Beyond Proof of Concept: do we have the right structure to take disruptive technologies to production?

Michael M. Lokshin's picture
Figure 1: Azure Cognitive Services Algorithm compliments authors’
youthful appearances

“Every company is a technology company”. This idea, popularized by Gartner, can be seen unfolding in every sector of the economy as firms and governments adopt increasingly sophisticated technologies to achieve their goals. The development sector is no exception, and like others, we’re learning a lot about what it takes to apply new technologies to our work at scale.

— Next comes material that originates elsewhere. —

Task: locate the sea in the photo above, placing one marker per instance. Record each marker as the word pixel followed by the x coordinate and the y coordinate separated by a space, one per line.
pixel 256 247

Last week we published a blog about our experience in using Machine Learning (ML) to reduce the cost of survey data collection. This exercise highlighted some challenges that teams working on innovative projects might face in bringing their innovative ideas to useful implementations. In this post, we argue that:

  1. Disruptive technologies can make things look easy. The cost of experimentation, especially in the software domain, is often low. But quickly developed prototypes belie the complexity of creating robust systems that work at scale. There’s a lot more investment needed to get a prototype into production that you’d think.

  2. Organizations should monitor and invest in many proofs of concept because they can relatively inexpensively learn about their potential, quickly kill the ones that aren’t going anywhere, and identify the narrower pool of promising approaches to continue monitoring and investing resources in.

  3. But organizations should also recognize that the skills needed to make a proof of concept are very different to the skills needed to scale an idea to production. Without a structure or environment to support promising initiatives, even the best projects will die. And without an appetite for long-term investment, applications of disruptive technologies in international development will not reach any meaningful level of scale or usefulness.